Condenado a 6 anos e 8 meses de prisão por corrupção ativa, ex-tesoureiro do PT cumpriu cerca de 10 meses no regime semiaberto

BEATRIZ BULLA E MARIANGELA GALLUCCI, Estadão Conteúdo

22 de setembro de 2014 | 21h17

O ministro Luis Roberto Barroso, do Supremo Tribunal Federal (STF), autorizou o ex-tesoureiro do PT Delúbio Soares a cumprir em casa a pena imposta por participação no esquema do mensalão. Ele foi condenado a 6 anos e 8 meses de prisão por corrupção ativa. Até agora, Delúbio cumpriu cerca de 10 meses no regime semiaberto, em que tinha possibilidade de sair da prisão durante o dia para trabalhar, mas retornava à noite para dormir.

Na última semana, o procurador-geral da República, Rodrigo Janot, opinou em parecer ao favor do cumprimento de pena de Delúbio em casa. No parecer, o procurador apontou que o ex-tesoureiro já cumpriu o tempo mínimo necessário para conseguir a progressão de regime e citou o bom comportamento carcerário do condenado.

"Quanto ao requisito temporal, observa-se a existência de dias remidos pela realização de atividades laborativas e educacionais, devidamente comprovadas e reconhecidas pelo Juízo da Execução Penal do Distrito Federal", apontou Barroso, que citou ainda existência, nos autos, "de atestado de bom comportamento carcerário e inexistem anotações de prática de infração disciplinar de natureza grave pelo condenado".
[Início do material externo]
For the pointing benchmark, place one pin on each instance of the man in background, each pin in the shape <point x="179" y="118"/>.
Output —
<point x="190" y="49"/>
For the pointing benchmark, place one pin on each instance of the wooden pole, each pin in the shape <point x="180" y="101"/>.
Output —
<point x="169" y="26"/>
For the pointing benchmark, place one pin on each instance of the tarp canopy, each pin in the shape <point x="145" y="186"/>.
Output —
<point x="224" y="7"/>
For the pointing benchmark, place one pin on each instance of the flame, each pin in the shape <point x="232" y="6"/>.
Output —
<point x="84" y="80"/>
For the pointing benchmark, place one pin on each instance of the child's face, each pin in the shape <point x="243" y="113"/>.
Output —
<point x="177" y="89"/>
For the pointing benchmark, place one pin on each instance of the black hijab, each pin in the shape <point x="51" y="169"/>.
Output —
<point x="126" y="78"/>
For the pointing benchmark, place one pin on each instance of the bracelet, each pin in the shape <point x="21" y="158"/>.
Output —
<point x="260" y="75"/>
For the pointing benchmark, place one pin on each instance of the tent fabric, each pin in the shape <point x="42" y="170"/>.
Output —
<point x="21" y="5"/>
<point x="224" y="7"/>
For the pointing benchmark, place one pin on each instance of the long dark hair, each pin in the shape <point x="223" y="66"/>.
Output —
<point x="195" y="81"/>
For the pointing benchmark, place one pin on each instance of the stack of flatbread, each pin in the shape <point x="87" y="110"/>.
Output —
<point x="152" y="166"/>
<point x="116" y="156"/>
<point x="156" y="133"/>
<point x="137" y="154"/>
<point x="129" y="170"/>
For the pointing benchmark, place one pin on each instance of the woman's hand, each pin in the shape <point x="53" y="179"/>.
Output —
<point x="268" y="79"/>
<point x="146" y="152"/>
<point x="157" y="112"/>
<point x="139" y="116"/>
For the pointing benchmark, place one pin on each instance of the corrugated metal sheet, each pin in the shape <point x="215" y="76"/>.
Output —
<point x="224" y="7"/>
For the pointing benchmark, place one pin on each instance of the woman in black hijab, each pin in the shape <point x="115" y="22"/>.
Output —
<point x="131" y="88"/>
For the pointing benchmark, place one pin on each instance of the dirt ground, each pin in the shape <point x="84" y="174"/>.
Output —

Outro despacho. Barroso concedeu, na semana passada, despacho em que reconheceu o direito do ex-deputado Bispo Rodrigues, também condenado no mensalão, tem o direito de ir para o regime aberto. O ex-deputado participará nessa terça-feira, 23, de audiência na Vara de Execuções de Penas e Medidas Alternativas (Vepema), onde deverá receber instruções antes de ser liberado para cumprir o restante da pena em casa.

Já estão em regime aberto o ex-deputado José Genoino (PT) e o ex-tesoureiro do PL Jacinto Lamas, também condenados no processo do mensalão. O próximo que terá direito a requerer o benefício, a partir do final de novembro, será o ex-ministro José Dirceu.